I've found some comments that since $\mathbb{R}$ should presumably be a "tame" topological space, every topos point of $\mathbb{R}$ would be the functor of stalks at some element of $\mathbb{R}$, implying that my functor is not a point. What I was looking for, though, was a more direct proof that the given functor is not a point.
It does seem that this functor preserves finite limits and small coproducts; so the failure must be a failure to preserve coequalizers.
What I came up with was: since a point must preserve small colimits, and since any epimorphism in a topos is a coequalizer of a parallel pair, that means that a point must preserve epimorphisms. On the other hand, if we consider the epimorphism $$\coprod_{N \in \mathbb{Z}} (N-1, N+1) \to 1$$ then the $\infty$ stalk of the left hand side is $\emptyset$, whereas the $\infty$ stalk of the right hand side is 1, so the $\infty$ stalk functor does not preserve epimorphisms.
(The original counterexample I had, which I simplified to the above, was: consider the morphism $C^1(\mathbb{R}) \to C(\mathbb{R})$ defined by $f \mapsto f' - f^2$. I think this should be an epimorphism essentially by Picard's theorem on solutions to ODEs.
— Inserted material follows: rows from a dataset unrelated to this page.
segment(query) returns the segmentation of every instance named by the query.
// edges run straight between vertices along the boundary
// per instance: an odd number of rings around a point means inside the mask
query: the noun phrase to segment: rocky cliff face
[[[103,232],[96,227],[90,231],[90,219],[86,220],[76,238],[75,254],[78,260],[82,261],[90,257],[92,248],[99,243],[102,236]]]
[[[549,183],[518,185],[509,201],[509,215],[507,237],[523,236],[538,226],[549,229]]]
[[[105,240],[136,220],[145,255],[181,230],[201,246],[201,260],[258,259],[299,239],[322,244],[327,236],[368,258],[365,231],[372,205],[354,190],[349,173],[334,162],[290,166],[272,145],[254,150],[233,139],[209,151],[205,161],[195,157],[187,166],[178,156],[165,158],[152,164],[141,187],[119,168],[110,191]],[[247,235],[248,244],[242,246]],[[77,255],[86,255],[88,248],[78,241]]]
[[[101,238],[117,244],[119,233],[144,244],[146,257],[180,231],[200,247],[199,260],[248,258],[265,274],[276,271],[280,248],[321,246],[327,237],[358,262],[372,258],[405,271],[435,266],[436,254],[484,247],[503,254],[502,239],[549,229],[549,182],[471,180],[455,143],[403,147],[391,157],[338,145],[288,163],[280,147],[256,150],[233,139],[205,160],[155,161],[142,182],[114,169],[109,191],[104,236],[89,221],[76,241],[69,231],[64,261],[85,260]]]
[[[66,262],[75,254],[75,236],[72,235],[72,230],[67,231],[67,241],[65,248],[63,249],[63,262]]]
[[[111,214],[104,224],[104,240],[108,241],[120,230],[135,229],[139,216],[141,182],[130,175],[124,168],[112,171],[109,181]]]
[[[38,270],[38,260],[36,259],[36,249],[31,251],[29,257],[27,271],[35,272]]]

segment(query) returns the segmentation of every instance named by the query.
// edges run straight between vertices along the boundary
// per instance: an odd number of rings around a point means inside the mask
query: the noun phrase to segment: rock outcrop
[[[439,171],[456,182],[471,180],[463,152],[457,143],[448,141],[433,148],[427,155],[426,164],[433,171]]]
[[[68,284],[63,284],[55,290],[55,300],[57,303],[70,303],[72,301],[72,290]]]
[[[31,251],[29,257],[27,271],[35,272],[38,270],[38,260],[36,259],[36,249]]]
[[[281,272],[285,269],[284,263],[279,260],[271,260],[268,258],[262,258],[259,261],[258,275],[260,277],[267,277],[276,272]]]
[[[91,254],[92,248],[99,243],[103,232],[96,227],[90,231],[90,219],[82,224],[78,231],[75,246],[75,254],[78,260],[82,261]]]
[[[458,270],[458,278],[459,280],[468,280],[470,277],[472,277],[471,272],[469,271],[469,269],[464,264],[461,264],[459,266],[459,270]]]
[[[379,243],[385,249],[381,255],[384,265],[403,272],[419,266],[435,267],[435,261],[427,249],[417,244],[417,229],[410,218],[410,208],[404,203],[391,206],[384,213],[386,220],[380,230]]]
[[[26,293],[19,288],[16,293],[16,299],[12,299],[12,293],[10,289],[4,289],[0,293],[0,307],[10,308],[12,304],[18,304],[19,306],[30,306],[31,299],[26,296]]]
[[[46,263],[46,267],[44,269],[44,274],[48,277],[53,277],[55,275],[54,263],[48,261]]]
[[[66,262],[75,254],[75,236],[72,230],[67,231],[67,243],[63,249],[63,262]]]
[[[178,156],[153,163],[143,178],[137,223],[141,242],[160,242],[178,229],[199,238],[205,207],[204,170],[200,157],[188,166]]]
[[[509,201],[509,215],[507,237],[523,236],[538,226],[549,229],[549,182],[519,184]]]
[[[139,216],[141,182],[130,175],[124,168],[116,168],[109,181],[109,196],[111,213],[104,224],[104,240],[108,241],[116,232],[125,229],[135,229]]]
On the other hand, any inverse image of $1 \in C(\mathbb{R})$ is locally of the form $f(x) = \tan(x - a)$ for some $a$, so the connected components of the domain are at most of length $\pi$. Thus, no inverse image of 1 has a stalk at $\infty$, again showing that the $\infty$ stalk functor does not preserve epimorphisms. I just wanted to include this in case it might seem like a more "naturally arising" counterexample.)
So, the question is: is this a valid proof, or is there something silly that I'm missing?